Anyway, I'm trying not to dwell on that - apart from being paranoid that these embryos have already been ruined from the start - and focus on the week ahead. They are being thawed on Wednesday, so all my energy is going towards at least having that part go right. The goal is not to get any refrozen; the goal is just to get a beautiful, healthy, 5-day blastocyst this time. Surely just 1 of those 8 embryos can make it that far.
It's been quiet around these parts lately as I haven't had much to report. I've been taking Progynova three times a day, and waiting for a scan to let us know how things are going.
That scan was today, and I was pleasantly surprised to have a lovely thick lining that looked ready to go. It was 12mm, and looked beautiful! I went and had bloods earlier this morning too, so was waiting to hear from our new clinic. I won't lie - I was hoping that after such a positive scan, we'd be all set for a transfer next week.
Instead, they are waiting on a blood hormone level that apparently didn't come back today, so will have to get in touch with me tomorrow. And when I questioned whether I should start the progesterone yet, so that we could get going on having our embryos thawed, I was told that the transfer has been scheduled for the 20th.
Hold up.... what? As in, 11 days from now.
That threw up alarm bells, so I queried to make sure she was talking about me - she said yes, HRT cycles can be delayed and that a thaw on the 15th/transfer on the 20th is what was scheduled. That makes no sense to me, since I'm ready to go now - that beautiful 12mm lining could become TOO thick in 11 days time - so I've gone into panic mode. I'm hoping to speak with one of the doctors in the morning, because this just doesn't sit well with me.

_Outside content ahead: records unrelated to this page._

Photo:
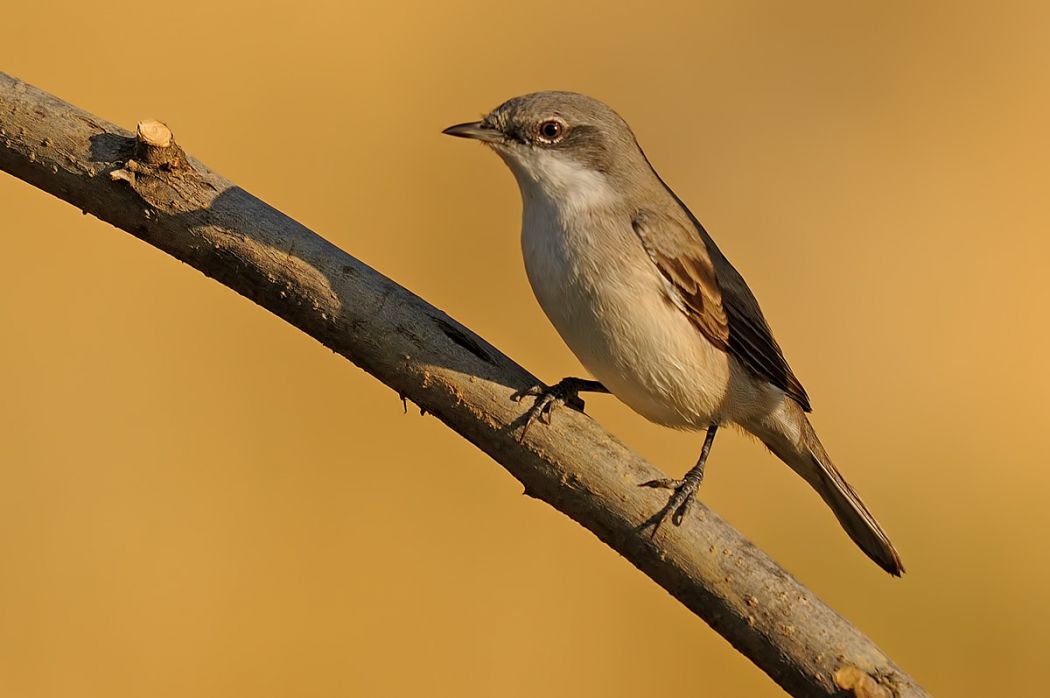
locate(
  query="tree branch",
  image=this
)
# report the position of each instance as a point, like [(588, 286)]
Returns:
[(147, 186)]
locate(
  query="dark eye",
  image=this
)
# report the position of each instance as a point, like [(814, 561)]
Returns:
[(550, 130)]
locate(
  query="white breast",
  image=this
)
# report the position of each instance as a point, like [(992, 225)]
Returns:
[(610, 303)]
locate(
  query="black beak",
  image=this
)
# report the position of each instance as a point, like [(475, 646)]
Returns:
[(476, 129)]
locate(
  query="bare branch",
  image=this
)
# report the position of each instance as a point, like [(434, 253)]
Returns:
[(147, 186)]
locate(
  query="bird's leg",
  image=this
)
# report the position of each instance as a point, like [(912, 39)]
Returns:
[(565, 392), (685, 489)]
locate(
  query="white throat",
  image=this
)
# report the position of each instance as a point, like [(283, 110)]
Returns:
[(552, 181)]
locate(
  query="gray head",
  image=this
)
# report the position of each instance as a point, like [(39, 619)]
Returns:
[(557, 142)]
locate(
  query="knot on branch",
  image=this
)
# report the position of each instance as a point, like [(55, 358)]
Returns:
[(862, 684), (155, 146)]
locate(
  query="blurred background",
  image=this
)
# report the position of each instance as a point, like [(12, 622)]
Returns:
[(197, 500)]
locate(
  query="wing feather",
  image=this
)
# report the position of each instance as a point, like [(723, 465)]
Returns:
[(714, 296)]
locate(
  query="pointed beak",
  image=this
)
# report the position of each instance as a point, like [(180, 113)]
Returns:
[(477, 130)]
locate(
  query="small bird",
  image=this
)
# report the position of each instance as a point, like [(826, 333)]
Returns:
[(648, 302)]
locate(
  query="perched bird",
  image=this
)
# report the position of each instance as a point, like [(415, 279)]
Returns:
[(647, 301)]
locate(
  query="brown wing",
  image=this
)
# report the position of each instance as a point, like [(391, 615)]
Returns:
[(715, 296), (688, 267)]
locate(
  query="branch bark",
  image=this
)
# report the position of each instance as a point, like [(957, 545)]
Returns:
[(144, 184)]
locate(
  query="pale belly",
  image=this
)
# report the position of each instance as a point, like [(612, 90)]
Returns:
[(610, 305)]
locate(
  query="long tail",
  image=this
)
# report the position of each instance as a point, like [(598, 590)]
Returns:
[(790, 436)]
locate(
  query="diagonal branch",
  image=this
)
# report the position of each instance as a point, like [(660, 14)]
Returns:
[(146, 185)]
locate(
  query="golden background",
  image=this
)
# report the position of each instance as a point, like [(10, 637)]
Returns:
[(197, 500)]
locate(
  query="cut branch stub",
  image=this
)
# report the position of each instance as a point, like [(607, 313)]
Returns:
[(155, 146)]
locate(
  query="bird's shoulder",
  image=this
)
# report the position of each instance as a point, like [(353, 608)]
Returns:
[(713, 294)]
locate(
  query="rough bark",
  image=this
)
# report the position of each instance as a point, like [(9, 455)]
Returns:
[(146, 185)]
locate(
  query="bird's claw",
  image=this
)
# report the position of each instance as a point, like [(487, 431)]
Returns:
[(677, 506), (563, 393)]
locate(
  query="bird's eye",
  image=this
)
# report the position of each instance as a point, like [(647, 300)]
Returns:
[(550, 130)]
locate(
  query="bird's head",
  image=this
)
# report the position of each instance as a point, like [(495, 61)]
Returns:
[(562, 145)]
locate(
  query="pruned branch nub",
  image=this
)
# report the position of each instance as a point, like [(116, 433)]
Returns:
[(155, 146)]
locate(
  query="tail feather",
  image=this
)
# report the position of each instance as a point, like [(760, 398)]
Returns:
[(790, 436)]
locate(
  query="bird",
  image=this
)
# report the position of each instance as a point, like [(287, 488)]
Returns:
[(647, 301)]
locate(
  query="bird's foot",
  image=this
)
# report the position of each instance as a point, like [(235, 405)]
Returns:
[(566, 392), (677, 506)]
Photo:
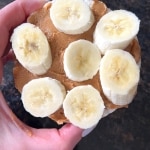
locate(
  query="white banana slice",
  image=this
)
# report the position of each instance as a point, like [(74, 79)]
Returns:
[(119, 76), (31, 48), (71, 16), (43, 96), (115, 30), (81, 60), (83, 106)]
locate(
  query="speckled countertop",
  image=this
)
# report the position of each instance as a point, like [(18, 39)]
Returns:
[(125, 129)]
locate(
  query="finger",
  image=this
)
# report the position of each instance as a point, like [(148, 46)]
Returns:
[(14, 14), (71, 135)]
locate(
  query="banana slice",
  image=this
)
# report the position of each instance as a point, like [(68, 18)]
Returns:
[(43, 96), (68, 16), (81, 60), (119, 76), (83, 106), (115, 30), (31, 48)]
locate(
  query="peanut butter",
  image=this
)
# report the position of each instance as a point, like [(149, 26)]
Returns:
[(58, 42)]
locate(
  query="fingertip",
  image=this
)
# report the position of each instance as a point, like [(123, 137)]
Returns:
[(71, 132)]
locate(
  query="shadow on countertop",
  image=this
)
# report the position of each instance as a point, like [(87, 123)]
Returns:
[(125, 129)]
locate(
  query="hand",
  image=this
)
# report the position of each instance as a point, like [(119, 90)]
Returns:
[(13, 133)]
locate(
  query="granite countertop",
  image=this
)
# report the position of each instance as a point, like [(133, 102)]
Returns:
[(125, 129)]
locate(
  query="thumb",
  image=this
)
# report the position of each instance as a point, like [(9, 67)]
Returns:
[(71, 134)]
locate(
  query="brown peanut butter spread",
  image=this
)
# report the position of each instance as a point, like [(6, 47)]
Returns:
[(58, 42)]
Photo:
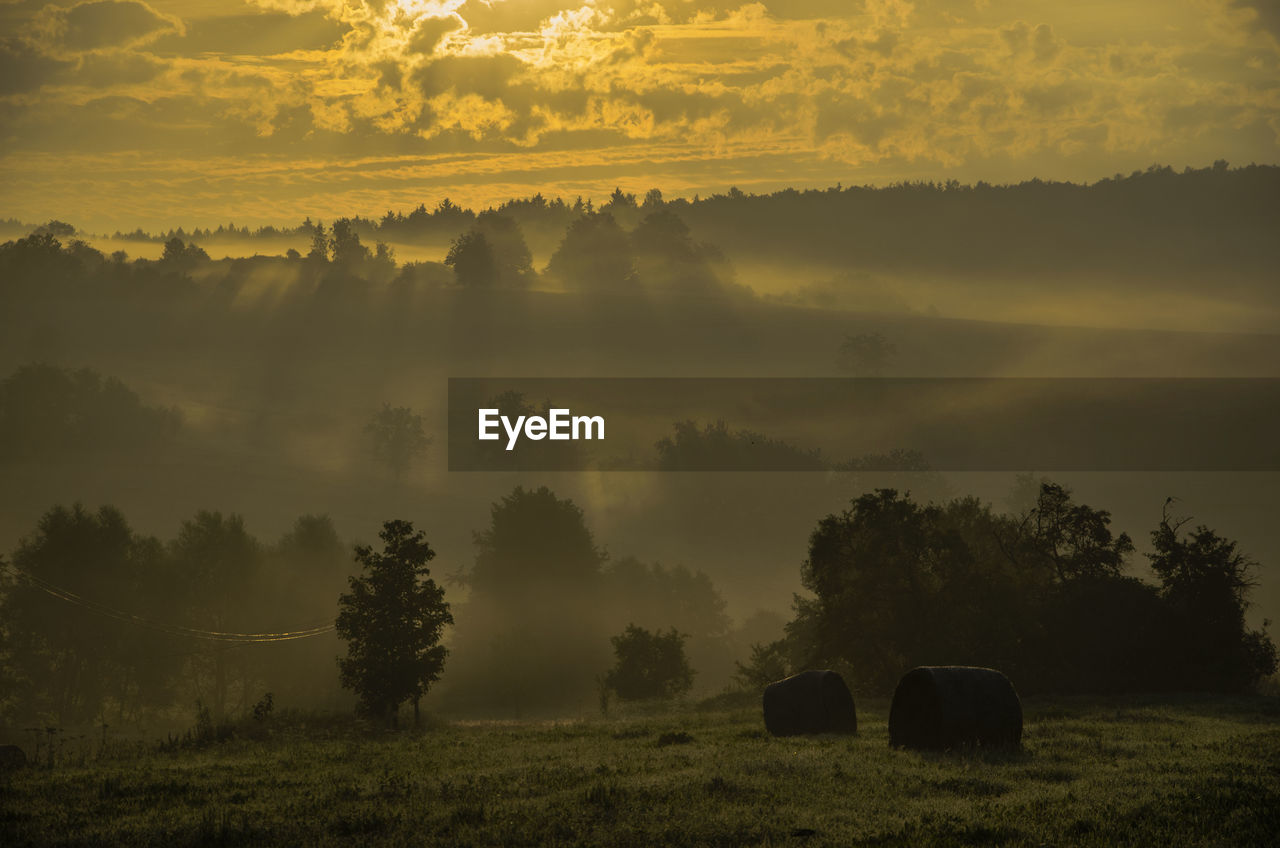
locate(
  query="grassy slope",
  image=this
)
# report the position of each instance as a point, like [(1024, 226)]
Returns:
[(1185, 771)]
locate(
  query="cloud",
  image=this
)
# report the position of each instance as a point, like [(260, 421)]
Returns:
[(702, 90), (1266, 14), (104, 23), (23, 68)]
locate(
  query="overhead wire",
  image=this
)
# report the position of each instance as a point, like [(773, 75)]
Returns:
[(164, 627)]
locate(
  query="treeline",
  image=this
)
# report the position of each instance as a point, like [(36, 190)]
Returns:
[(48, 411), (1151, 222), (1048, 597), (594, 254), (103, 624)]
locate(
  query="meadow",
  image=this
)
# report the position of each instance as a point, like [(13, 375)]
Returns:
[(1092, 771)]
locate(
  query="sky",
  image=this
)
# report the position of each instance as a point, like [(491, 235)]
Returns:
[(118, 113)]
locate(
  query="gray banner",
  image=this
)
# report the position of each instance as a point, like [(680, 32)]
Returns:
[(789, 424)]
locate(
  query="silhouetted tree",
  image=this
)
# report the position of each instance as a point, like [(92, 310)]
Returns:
[(48, 410), (344, 246), (512, 261), (716, 447), (397, 438), (471, 259), (649, 665), (182, 255), (1206, 582), (319, 251), (533, 630), (392, 620), (1074, 539), (218, 562), (67, 655), (865, 354), (595, 254)]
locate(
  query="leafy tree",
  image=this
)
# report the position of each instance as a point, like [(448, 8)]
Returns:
[(48, 410), (182, 255), (471, 259), (668, 258), (1074, 539), (512, 261), (768, 662), (319, 251), (595, 254), (716, 447), (344, 245), (68, 656), (392, 620), (865, 354), (397, 438), (534, 625), (219, 565), (649, 665), (1206, 580)]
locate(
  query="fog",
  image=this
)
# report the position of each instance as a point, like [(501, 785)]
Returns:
[(270, 369)]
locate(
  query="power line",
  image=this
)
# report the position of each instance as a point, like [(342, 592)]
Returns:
[(163, 627)]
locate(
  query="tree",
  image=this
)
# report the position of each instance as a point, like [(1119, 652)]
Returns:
[(512, 261), (595, 254), (344, 245), (319, 251), (865, 354), (471, 259), (1074, 539), (65, 659), (397, 438), (649, 665), (219, 565), (1206, 582), (392, 620), (181, 255), (533, 630)]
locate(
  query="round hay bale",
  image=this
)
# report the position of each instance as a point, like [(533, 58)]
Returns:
[(809, 702), (955, 706)]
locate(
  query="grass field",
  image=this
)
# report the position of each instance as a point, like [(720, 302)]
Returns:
[(1132, 771)]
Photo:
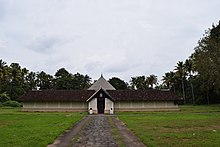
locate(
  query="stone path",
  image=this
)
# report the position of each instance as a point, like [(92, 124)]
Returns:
[(98, 131)]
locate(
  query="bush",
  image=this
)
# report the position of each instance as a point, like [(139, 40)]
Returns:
[(12, 104)]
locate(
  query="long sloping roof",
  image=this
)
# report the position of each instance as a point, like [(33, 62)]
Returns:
[(101, 83), (157, 95), (84, 95), (57, 95)]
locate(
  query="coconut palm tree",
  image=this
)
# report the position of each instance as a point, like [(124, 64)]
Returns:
[(188, 67), (151, 80), (180, 72)]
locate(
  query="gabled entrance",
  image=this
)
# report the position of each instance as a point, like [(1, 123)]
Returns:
[(100, 104)]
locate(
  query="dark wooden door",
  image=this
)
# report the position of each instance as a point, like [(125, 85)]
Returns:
[(101, 104)]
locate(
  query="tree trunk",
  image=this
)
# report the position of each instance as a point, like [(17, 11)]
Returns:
[(207, 96), (193, 96), (183, 88)]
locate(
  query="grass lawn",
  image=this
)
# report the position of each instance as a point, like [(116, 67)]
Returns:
[(191, 126), (27, 129)]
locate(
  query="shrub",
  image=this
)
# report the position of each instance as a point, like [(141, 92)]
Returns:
[(12, 104)]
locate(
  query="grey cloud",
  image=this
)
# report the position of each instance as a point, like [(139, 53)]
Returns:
[(44, 44)]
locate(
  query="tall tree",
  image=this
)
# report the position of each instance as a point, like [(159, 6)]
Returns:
[(63, 79), (180, 72), (189, 68), (151, 80), (206, 60), (118, 83), (81, 81)]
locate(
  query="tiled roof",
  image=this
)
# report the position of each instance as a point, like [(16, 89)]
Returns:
[(83, 95), (124, 95), (101, 83), (57, 95)]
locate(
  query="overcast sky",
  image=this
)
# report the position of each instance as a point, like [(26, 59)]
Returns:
[(121, 38)]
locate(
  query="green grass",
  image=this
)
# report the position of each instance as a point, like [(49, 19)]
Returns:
[(191, 126), (27, 129)]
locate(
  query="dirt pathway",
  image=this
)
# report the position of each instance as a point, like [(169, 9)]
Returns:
[(98, 131)]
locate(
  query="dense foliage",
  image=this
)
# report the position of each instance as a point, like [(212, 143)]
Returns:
[(198, 78)]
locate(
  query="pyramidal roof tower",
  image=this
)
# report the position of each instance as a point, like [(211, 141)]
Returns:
[(101, 83)]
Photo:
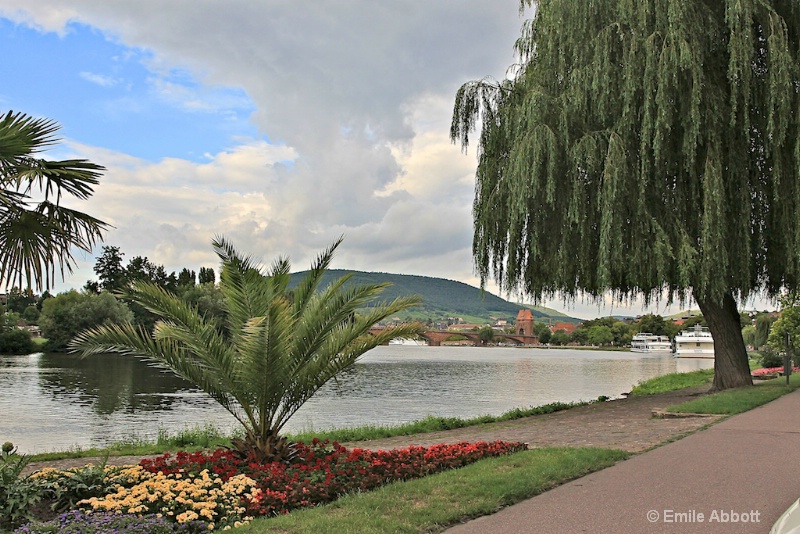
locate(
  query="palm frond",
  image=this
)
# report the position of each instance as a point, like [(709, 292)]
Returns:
[(282, 347), (308, 286), (36, 237)]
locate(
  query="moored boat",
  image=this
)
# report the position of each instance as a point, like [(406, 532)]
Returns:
[(647, 342), (694, 343)]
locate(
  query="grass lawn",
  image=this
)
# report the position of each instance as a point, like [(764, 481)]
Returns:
[(739, 400)]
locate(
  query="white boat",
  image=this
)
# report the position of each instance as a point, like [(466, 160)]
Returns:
[(407, 341), (694, 343), (647, 342)]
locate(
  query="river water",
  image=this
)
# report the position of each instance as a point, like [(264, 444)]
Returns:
[(57, 401)]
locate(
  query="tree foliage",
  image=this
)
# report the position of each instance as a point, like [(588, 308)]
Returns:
[(67, 314), (277, 349), (644, 148), (37, 232)]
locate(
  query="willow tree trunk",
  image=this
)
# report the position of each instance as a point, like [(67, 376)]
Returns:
[(731, 368)]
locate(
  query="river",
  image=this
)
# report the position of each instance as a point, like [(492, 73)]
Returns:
[(57, 401)]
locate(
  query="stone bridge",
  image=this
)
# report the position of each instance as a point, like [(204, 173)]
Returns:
[(435, 337)]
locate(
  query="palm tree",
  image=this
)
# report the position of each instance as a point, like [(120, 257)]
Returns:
[(276, 350), (37, 233)]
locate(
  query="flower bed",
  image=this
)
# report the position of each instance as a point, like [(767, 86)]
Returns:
[(219, 491), (772, 371)]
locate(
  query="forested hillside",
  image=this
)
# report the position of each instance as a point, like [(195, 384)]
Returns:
[(442, 298)]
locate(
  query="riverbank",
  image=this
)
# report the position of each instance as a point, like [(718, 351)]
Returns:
[(625, 424)]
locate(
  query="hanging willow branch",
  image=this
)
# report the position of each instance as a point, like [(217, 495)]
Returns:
[(644, 147)]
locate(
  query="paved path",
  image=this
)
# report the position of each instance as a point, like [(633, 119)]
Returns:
[(737, 476)]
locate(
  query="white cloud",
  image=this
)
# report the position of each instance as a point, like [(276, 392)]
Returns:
[(355, 99), (99, 79)]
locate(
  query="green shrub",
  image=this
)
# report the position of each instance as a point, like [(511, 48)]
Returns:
[(769, 357), (17, 493), (16, 341)]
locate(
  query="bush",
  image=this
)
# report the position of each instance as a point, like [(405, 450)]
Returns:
[(17, 494), (769, 357), (16, 341)]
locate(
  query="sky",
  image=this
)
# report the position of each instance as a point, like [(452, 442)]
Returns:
[(278, 126)]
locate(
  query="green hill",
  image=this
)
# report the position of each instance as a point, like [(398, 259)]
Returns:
[(442, 298)]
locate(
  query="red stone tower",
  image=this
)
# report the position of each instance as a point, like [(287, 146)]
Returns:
[(524, 324)]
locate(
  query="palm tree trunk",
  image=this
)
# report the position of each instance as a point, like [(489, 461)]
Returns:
[(731, 368)]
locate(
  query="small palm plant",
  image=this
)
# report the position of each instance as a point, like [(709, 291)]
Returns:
[(278, 348)]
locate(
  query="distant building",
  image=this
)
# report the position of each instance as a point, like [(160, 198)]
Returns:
[(524, 324), (566, 327)]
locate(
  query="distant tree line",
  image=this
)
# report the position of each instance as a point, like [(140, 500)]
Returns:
[(62, 316)]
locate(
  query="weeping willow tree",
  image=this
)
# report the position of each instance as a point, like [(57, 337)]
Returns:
[(646, 148)]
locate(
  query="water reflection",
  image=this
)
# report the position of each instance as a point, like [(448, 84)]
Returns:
[(54, 401), (110, 382)]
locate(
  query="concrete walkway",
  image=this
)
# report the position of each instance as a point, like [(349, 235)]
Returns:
[(737, 476)]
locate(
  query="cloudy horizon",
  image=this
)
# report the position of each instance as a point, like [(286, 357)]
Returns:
[(278, 126)]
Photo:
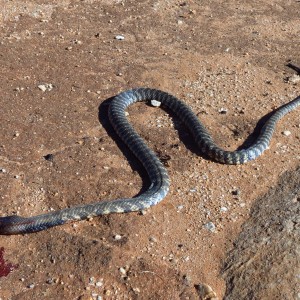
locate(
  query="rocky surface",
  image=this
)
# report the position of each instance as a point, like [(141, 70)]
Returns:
[(265, 262), (61, 62)]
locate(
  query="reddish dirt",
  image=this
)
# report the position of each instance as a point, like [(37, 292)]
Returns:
[(215, 55)]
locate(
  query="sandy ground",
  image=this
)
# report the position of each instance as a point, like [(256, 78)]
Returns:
[(226, 59)]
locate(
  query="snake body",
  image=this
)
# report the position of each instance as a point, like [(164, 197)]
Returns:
[(158, 176)]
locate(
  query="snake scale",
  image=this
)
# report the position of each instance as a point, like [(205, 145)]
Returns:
[(158, 176)]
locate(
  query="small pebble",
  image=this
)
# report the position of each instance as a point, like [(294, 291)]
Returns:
[(294, 78), (210, 226), (99, 283), (152, 239), (122, 271), (180, 207), (236, 192), (155, 103), (286, 133), (119, 37), (117, 237), (206, 292), (45, 87), (223, 110), (223, 209)]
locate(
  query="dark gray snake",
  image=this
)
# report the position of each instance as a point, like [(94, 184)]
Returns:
[(157, 173)]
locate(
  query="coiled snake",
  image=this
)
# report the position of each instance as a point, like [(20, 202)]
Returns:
[(157, 173)]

I moved clinics because I didn't feel confident with my treatment, and I have to say.. considering that this is my first go around with this new clinic, today's conversation has thrown me for a loop. Trying to keep fingers crossed that this can be sorted out somehow, because if not, I feel this cycle will already have been ruined.
Today is my due date for our second miscarriage - it highlights the last time I was pregnant, getting a positive test after a FET back in October. That pregnancy didn't last as long as the first miscarriage. It ended the week before we were due to have our viability scan. I've always felt a bit disconnected from this particular loss. Still sad, still disappointing - but we were less attached to this one, knowing that it wasn't progressing as it should have from levels very early on.
I knew this date was coming up, and lately I've seen reminders everywhere. Two blooms on our memorial rose bush. Two planets in alignment in the sky. I suppose I'd like to hope that if there really is something after all of this, that those two babies are together somewhere. Think what you like, but that notion gives me a bit of comfort.
Do I think we're done yet? No, I don't think we're done yet. I think we have another baby in our future, even if it feels like it's out of our reach right now. But today, I'll shed a few tears for the little ones who weren't ours to keep - and hope that my gut is right, and that we'll have happier endings one day soon.